Dampak bencana ini sangat luas. Sekitar 139.485 unit rumah rusak — tersebar di Aceh, Sumatera Utara, dan Sumatera Barat — menjadi saksi bisu dahsyatnya banjir dan longsor yang menerjang permukiman warga. Provinsi Aceh menjadi wilayah yang paling parah terdampak, dengan puluhan ribu rumah rusak atau hanyut terbawa arus.

Ratusan ribu warga terpaksa mengungsi, hidup di tenda darurat, dan menggantungkan harapan pada bantuan pemerintah maupun relawan. Infrastruktur vital seperti jembatan dan akses jalan juga rusak, memperlambat distribusi logistik ke wilayah yang masih terisolasi.

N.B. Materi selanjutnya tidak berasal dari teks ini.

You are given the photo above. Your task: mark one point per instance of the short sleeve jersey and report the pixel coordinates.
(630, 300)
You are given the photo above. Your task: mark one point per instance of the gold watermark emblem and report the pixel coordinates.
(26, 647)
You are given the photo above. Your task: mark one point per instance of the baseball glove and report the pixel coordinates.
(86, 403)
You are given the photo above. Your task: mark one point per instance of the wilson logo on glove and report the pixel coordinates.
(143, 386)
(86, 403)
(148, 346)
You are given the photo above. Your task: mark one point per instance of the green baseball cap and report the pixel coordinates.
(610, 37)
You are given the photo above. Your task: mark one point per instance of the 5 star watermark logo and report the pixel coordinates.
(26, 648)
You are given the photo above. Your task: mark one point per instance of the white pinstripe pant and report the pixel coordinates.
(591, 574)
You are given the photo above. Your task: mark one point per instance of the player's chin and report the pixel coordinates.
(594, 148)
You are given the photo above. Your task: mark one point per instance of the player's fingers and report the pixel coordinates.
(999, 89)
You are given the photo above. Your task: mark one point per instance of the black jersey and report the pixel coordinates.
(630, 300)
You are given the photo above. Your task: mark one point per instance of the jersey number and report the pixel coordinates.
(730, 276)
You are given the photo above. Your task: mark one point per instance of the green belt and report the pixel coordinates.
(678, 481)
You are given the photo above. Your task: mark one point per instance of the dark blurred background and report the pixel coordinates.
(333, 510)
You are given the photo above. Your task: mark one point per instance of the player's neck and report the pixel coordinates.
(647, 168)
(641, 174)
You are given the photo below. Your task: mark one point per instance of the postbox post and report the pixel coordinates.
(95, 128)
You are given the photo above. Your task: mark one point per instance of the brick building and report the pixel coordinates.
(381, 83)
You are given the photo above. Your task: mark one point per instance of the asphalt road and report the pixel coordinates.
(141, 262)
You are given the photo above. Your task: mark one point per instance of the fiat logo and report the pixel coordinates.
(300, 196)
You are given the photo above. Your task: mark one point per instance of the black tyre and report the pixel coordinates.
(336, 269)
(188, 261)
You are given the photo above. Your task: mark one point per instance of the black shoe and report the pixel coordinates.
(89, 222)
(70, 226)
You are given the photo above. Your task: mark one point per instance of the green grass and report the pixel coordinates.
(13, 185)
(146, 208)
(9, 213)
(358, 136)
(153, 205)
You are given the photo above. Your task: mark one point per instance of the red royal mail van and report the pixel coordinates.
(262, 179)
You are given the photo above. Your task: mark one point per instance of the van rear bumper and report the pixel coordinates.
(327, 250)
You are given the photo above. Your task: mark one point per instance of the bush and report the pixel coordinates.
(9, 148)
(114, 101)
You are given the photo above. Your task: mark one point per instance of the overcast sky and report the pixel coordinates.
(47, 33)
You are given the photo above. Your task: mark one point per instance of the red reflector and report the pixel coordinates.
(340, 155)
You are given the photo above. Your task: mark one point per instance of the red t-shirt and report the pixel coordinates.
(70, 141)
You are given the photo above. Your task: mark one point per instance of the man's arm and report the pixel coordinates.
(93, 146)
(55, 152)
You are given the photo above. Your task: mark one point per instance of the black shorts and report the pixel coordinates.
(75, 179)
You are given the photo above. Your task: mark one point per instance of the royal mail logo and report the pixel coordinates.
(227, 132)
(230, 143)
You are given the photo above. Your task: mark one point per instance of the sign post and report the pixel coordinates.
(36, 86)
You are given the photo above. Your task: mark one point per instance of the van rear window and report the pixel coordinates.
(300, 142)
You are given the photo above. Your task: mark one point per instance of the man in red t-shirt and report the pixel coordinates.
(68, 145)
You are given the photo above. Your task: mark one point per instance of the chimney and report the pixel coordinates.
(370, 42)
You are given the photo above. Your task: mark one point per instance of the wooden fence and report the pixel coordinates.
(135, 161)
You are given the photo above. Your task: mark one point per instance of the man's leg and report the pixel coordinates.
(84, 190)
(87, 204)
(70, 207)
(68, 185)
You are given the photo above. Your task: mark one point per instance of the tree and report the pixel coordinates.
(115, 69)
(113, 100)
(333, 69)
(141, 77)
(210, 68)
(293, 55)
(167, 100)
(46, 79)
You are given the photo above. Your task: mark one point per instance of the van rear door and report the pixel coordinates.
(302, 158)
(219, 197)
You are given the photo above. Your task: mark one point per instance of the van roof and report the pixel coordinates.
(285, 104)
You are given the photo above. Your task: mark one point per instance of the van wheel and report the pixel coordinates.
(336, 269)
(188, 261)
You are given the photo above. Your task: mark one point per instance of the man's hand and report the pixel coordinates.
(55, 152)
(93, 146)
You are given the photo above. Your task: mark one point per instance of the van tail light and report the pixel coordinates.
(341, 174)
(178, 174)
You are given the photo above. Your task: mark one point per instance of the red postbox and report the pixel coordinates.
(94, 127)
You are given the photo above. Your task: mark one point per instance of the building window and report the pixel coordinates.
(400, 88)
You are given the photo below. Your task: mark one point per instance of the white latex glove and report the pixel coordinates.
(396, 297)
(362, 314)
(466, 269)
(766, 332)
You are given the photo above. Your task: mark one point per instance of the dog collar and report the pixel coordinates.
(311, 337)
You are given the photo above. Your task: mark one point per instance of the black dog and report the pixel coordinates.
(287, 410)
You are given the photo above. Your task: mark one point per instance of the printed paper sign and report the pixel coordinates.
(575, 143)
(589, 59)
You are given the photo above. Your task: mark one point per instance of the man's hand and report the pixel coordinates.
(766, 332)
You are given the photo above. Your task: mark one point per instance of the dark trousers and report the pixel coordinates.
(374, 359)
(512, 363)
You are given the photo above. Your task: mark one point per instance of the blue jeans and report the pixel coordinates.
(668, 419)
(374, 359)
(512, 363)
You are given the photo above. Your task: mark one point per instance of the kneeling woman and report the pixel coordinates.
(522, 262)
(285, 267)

Bagaimana Bencana Ini Terjadi?

Curah hujan ekstrem yang dipicu oleh Siklon Tropis Senyar menjadi pemicu langsung dari bencana ini, menyebabkan sungai-sungai meluap dan lereng perbukitan longsor tanpa peringatan. Para ahli iklim internasional menekankan bahwa perubahan iklim global telah memperkuat intensitas badai dan curah hujan ekstrem, memperbesar dampak bencana di kawasan tropis seperti Asia Tenggara.

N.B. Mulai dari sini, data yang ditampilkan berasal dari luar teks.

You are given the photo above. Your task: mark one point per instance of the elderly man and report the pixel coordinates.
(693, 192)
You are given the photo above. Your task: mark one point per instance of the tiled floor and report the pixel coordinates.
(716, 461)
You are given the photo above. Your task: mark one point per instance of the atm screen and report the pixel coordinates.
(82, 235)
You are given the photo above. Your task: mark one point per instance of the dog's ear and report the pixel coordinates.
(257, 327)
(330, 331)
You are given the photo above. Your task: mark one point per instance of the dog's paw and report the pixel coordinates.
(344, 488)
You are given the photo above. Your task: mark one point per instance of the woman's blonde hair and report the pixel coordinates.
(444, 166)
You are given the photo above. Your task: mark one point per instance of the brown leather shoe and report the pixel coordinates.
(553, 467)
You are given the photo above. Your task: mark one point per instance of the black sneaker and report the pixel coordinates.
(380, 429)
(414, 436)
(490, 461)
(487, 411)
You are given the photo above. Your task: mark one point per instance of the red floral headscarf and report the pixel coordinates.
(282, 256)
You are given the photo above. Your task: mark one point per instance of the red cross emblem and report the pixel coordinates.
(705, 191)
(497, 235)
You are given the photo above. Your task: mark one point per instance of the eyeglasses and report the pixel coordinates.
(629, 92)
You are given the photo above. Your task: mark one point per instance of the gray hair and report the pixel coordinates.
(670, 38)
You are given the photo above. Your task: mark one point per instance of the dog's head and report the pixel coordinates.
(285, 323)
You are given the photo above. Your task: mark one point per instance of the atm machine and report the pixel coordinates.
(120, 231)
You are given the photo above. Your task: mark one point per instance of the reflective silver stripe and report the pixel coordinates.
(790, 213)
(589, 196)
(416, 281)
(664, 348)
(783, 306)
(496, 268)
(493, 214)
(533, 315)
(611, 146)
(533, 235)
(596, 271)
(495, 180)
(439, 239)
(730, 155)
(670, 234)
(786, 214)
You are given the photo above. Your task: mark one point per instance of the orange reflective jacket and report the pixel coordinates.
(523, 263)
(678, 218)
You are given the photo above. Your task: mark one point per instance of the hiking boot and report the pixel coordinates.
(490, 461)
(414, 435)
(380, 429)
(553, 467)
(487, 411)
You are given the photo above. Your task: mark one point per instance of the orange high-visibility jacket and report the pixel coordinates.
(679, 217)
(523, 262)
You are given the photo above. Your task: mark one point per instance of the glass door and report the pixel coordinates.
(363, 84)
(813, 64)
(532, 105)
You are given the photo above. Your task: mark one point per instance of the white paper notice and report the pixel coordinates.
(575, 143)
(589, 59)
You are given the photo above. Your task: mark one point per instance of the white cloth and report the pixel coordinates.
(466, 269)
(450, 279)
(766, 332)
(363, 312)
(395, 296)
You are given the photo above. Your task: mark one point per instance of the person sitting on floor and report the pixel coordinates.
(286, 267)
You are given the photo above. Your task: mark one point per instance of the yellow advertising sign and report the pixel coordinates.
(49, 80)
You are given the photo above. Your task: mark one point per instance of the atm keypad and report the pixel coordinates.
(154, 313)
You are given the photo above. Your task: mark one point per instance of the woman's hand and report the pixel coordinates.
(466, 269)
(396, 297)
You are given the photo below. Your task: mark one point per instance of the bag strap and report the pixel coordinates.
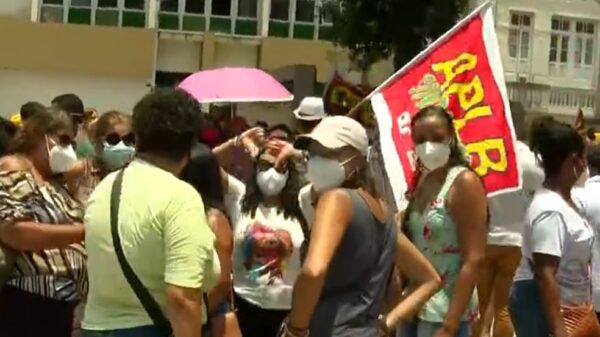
(148, 302)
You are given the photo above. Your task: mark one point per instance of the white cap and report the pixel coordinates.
(335, 132)
(310, 109)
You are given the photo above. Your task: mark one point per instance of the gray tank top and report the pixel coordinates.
(358, 276)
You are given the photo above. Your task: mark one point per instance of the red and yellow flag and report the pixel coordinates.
(462, 72)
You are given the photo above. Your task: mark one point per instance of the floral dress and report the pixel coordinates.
(434, 233)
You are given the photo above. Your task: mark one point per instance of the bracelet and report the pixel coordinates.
(382, 325)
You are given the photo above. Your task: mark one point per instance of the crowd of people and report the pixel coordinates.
(173, 222)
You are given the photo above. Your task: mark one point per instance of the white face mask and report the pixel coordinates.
(583, 177)
(433, 155)
(271, 182)
(325, 173)
(60, 158)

Selain itu, kerusakan ekosistem hutan di hulu daerah aliran sungai juga disebut sebagai faktor yang memperparah banjir. Pakar hidrologi dari universitas terkemuka menyatakan bahwa hilangnya tutupan hutan mengurangi kemampuan alam untuk menyerap dan menahan air hujan deras, sehingga air langsung mengalir ke permukiman dan lembah.

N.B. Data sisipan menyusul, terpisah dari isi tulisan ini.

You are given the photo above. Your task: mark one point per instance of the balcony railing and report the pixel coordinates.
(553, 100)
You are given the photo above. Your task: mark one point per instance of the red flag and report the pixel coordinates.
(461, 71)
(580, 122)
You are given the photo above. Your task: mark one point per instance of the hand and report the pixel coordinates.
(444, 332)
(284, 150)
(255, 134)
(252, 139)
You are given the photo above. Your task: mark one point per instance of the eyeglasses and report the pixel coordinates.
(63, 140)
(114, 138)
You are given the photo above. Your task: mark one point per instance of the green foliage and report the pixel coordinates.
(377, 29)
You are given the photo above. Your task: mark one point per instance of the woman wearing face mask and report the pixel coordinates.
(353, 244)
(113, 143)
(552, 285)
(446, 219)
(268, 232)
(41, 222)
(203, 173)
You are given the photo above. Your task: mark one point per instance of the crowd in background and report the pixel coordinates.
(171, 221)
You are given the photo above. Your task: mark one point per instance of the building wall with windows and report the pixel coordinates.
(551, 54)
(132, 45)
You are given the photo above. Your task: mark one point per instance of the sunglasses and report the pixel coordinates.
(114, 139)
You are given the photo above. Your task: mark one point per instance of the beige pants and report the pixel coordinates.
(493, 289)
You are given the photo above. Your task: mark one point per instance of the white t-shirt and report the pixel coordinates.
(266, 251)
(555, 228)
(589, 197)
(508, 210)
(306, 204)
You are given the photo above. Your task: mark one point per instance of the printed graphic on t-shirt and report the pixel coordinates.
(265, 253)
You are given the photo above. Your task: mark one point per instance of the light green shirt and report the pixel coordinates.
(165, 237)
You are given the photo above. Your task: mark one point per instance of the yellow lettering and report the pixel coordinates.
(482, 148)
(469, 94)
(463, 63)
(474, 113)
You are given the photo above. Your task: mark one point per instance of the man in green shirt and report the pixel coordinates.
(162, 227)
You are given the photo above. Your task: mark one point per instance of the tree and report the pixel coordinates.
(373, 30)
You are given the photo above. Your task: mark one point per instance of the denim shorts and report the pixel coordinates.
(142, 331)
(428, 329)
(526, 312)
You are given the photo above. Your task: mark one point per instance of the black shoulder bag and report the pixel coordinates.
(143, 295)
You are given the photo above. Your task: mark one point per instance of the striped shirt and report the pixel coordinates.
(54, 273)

Respons Pemerintah dan Aksi Nasional

Pemerintah Indonesia bergerak cepat merespons krisis ini. Presiden Prabowo Subianto menyatakan bahwa pemerintah menargetkan pemulihan kondisi di wilayah terdampak bisa kembali normal dalam 2–3 bulan ke depan, meskipun tantangan di lapangan sangat besar. Pemerintah juga mengalokasikan dana miliaran dolar untuk rekonstruksi rumah, infrastruktur, dan pembangunan fasilitas publik di zona paling parah terdampak.

Selain itu, TNI Angkatan Udara bersama BNPB mendirikan Pusat Krisis Nasional (National Crisis Center) di Jakarta untuk memperkuat koordinasi logistik dan data geospasial dalam penanggulangan darurat. Fasilitas ini dimaksudkan untuk mempercepat pengiriman bantuan dan mendukung tim tanggap bencana di garis depan.

Dampak Lingkungan: Ancaman Kepunahan Orangutan Tapanuli

Bencana juga berdampak besar pada kehidupan liar. Para ilmuwan konservasi memperingatkan bahwa banjir dan longsor ini menjadi kejadian yang mengancam keberadaan orangutan Tapanuli, primata paling langka di dunia yang hanya berada di habitat tertentu di Sumatra Utara. Puluhan individu diperkirakan tewas akibat kehilangan habitat dan kerusakan hutan yang masif.

Harapan dan Tantangan ke Depan

Di tengah duka, ribuan relawan dan organisasi kemanusiaan terus bekerja siang malam untuk mencari korban, memberikan bantuan langsung, serta membangun kembali kehidupan warga yang terdampak. Namun, seorang warga pengungsi di Aceh menyampaikan, “Kami kehilangan rumah, sawah, dan masa depan.” Harapan kini ditumpukan pada pemulihan cepat, tetapi juga upaya mitigasi jangka panjang untuk mengurangi risiko bencana serupa di masa depan.